Berger also gives credit to her gap year for giving her a more global perspective of the world and meeting new people she never would have met had she gone straight to college.
“I am so thankful that I have the experience because it was so enriching,” Berger wrote. “I came away with so much—an understanding of a new country, families on the other side of the world whom I consider my own, and international friends from not just India, but also Brazil, Mexico, Germany, France, Italy and Poland.”
Planning the Gap
The positive gap year experiences of past UAHS students have prompted current students to take a gap year prior to college.
Berger’s younger sister, Maria Berger, is a senior at UAHS and is currently planning her gap year. She intends to graduate high school a year early and spend next year in another country as part of the Rotary Youth Exchange, like her sister.
Her schedule is completely full so she can earn all of the credits she needs to graduate at the end of the 2013-14 school year.
“It’s very overwelming but it will be worth it in the end,” Berger said.
Berger’s decision to graduate early and spend next year in a foreign country was influenced by her sister’s successful experience in India.
“I saw how much fun my sister had and what new friends she made…so it was really interesting and it made me want to do it,” Berger said.
She is to eager graduate in June and take her gap year during the 2014-15 academic year.

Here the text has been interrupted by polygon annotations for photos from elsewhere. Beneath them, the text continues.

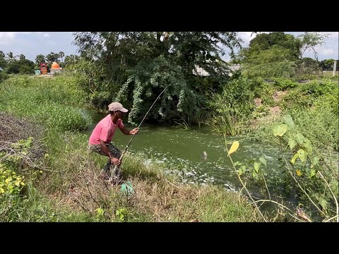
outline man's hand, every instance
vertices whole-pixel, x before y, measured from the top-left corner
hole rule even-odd
[[[137,128],[133,128],[132,131],[131,131],[129,132],[129,134],[135,135],[135,134],[138,133],[138,131],[139,131],[139,128],[137,127]]]
[[[118,158],[111,157],[111,162],[114,165],[119,165],[120,164],[120,160]]]

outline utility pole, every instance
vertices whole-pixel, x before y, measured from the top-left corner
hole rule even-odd
[[[333,73],[332,76],[334,77],[335,75],[335,70],[337,69],[337,60],[334,60],[333,61]]]

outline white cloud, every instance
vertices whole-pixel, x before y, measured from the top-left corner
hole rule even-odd
[[[9,45],[15,37],[16,32],[0,32],[0,45]]]

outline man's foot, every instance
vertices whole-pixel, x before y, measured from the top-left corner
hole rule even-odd
[[[109,175],[108,174],[108,173],[102,171],[100,173],[100,178],[102,179],[102,180],[109,180]]]

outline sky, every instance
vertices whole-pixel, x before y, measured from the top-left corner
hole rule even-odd
[[[295,36],[303,32],[285,32]],[[331,35],[324,40],[323,45],[316,47],[319,60],[338,59],[339,32],[321,32]],[[239,36],[244,41],[243,47],[247,47],[249,41],[256,36],[251,34],[251,32],[239,32]],[[63,52],[65,56],[78,54],[77,47],[71,44],[73,39],[72,32],[0,32],[0,51],[5,54],[12,52],[14,55],[23,54],[27,59],[35,61],[38,54],[46,56],[51,52]],[[304,56],[314,59],[314,54],[312,52],[307,52]],[[230,59],[228,54],[222,58],[226,61]]]

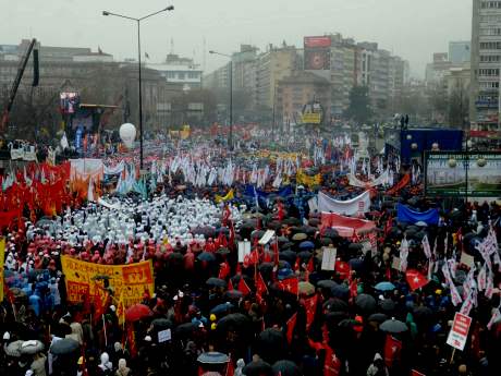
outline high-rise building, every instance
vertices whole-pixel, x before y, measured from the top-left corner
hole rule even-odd
[[[292,74],[297,66],[297,50],[294,46],[269,46],[268,51],[259,56],[256,101],[261,108],[272,109],[278,82]]]
[[[501,1],[474,0],[469,118],[474,130],[499,131]]]
[[[449,43],[449,61],[453,64],[468,62],[472,57],[472,43],[459,40]]]

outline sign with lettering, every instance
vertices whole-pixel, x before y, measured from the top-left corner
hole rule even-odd
[[[466,340],[468,339],[471,325],[472,317],[456,312],[454,316],[454,323],[452,323],[452,328],[447,339],[447,344],[463,351],[464,345],[466,344]]]
[[[123,296],[125,307],[140,302],[146,291],[155,291],[151,260],[127,265],[101,265],[63,255],[61,264],[66,281],[68,301],[72,303],[101,295],[105,279],[113,289],[114,296]]]

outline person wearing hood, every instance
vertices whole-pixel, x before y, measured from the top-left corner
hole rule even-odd
[[[110,362],[110,356],[107,352],[101,354],[101,362],[97,366],[97,375],[111,376],[113,374],[113,364]]]
[[[390,373],[384,365],[384,361],[379,353],[374,355],[374,362],[367,368],[367,376],[390,376]]]
[[[124,359],[119,360],[119,368],[115,372],[115,376],[129,376],[131,368],[127,367],[127,362]]]

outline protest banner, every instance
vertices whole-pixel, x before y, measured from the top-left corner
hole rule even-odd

Even though she will have one year less of high school compared to her peers, Berger does not believe she will miss having a typical high school experience.
“I do not think I am missing out on anything,” she said. “I think it is time for me to move on and make new friends and start a new life.”
For Berger, this new life begins with a gap year, preferably in a country in South America. Berger hopes the experience is as impactful for her as it was for her sister, and she believes the gap year will help her grow significantly.
“I think taking a gap year between your high school career and your college career [helps] you become a more mature person,” Berger said. “You become more independent because at home you are dependent on your parents…They have all the money [and] they give you food but then over abroad you are by yourself. You are with a foreign family and you don’t really know much [about the country] so it makes you a more independent person.”
Both Hoffman and the Berger sisters recommend other students to consider taking a gap year as they approach the end of high school.
“I would highly recommend taking a gap year to anyone who has ever had a dream of doing something a little bit crazy,” Hoffman wrote. “Hike the Pacific Coast Trail, hike the Appalachian Trail, go to Africa, join a circus. There is a world of opportunity out there and there’s no time but now.”
Image Caption: Laura Hoffman holds a young monkey who was separated from his mother. She volunteered at an
animal rescue center in Peru during her gap year.
Image courtesy Laura Hoffman
Image Caption: Janine Berger explores the Himalayas while on a Deo Tibba trek in India. She had the opportunity to travel across the country during her gap year.
Image courtesy Janine Berger
Image Caption: Laura Hoffman swings on a rope over a waterfall in Jamaica. During her gap year, Hoffman volunteered at a children’s home in Jamaica and lived with a host family.
Image courtesy Laura Hoffman
Image Caption: Janine (left) and Maria Berger pose outside of the Taj Mahal. Maria visited her sister for two weeks while she was living in India.